48 HILLS I know that harm reduction is a big part of your life outside drag as well, and I know it has a deep personal meaning for you. Can you tell me your experience with its importance in your own life?
KOCHINA RUDE I was a dissatisfied teenager in the suburbs who experimented with drugs and sometimes got into dangerous situations. I’m not unique for that, but my experiences as a young person have heavily impacted my perspective on the world. I started doing this work because I wanted to prevent others from having the same negative experiences I’d had myself.
As a teen I once went to get tested at a free clinic without my parents knowing; sensing my naïveté, the physician providing the screening ended up taking advantage of me sexually. My hope is ensure compassionate services are provided for anybody facing stigma in regards to their sexual health. As far as drugs go, I’ve loved substance users since I developed a shred of autonomy, and death has also been a lifelong teacher for me in this regard. My mother’s best friend, the first openly gay man I’d ever met and a former injection drug user, passed away from complications related to AIDS when I was a child. Though my memories of him are faint, his imprint remains strong on my perspective as a queer person whose community disproportionately experiences disease and addiction, as part of one formidable, complicated, beautiful package.

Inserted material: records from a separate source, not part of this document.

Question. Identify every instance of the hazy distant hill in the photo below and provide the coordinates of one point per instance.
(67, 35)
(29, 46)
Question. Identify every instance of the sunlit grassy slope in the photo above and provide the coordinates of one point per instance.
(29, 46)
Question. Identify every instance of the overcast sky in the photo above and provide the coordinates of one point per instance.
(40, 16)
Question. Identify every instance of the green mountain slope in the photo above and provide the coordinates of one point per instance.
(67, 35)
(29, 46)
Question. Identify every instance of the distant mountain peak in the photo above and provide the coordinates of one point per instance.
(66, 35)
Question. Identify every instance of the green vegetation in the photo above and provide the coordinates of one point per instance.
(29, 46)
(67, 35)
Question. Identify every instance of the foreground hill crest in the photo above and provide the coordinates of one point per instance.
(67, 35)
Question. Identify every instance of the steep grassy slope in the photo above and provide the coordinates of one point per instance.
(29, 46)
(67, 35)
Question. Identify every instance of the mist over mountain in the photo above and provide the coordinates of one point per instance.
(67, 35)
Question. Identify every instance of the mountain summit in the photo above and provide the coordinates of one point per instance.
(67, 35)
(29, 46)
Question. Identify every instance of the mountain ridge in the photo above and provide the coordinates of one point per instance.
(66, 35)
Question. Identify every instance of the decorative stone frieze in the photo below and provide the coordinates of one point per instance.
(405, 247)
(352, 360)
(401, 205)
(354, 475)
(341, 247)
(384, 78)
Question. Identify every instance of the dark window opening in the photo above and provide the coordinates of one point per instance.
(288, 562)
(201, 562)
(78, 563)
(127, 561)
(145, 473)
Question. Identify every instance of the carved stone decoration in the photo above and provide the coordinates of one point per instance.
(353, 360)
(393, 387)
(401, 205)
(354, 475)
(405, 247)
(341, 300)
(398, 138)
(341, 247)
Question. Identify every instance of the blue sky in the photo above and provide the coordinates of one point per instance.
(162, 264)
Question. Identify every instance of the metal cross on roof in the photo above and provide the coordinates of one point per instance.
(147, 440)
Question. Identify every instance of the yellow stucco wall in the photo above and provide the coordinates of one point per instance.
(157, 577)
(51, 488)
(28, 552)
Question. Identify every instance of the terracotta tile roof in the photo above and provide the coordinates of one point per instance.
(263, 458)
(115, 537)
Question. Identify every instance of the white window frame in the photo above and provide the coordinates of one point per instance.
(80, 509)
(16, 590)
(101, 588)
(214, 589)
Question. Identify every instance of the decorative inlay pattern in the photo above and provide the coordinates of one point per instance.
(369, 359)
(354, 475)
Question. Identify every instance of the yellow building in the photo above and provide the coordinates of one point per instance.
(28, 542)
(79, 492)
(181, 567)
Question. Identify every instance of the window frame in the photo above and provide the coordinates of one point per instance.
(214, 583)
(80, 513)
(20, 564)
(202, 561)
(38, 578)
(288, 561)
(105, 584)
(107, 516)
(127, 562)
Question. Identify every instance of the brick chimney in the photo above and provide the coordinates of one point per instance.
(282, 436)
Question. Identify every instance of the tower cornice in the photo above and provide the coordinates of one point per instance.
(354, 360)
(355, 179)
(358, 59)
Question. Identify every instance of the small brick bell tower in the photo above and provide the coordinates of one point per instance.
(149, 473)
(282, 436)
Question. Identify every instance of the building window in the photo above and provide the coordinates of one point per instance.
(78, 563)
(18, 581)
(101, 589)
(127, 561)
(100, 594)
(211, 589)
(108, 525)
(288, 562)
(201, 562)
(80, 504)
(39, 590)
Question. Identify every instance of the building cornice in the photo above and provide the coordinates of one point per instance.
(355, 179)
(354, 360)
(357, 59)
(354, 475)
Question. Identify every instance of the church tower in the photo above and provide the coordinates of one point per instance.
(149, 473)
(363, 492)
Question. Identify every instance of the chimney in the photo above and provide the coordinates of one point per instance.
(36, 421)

Almost exactly one year since losing my drag mother (to natural causes, though she was a person who experienced several phases of drug dependency in her life), one of my closest friends and fellow harm reductionist on the front lines, Sive Sanchez, recently passed away from drug overdose on May 7. Whether or not it was intentional, I’ll never truly know, but this was a person who helped me in my own recovery and who embodied what it meant to accept people as they are without judgment.
For many harm reductionists, this work is deeply personal. The sadness I have felt for my loved ones who deserved better from the world is what keeps me motivated toward health justice for us all. More than anything, I hope that my work can speak for itself, and that in some small way I am able to make a difference. For me, the means have always justified the ends.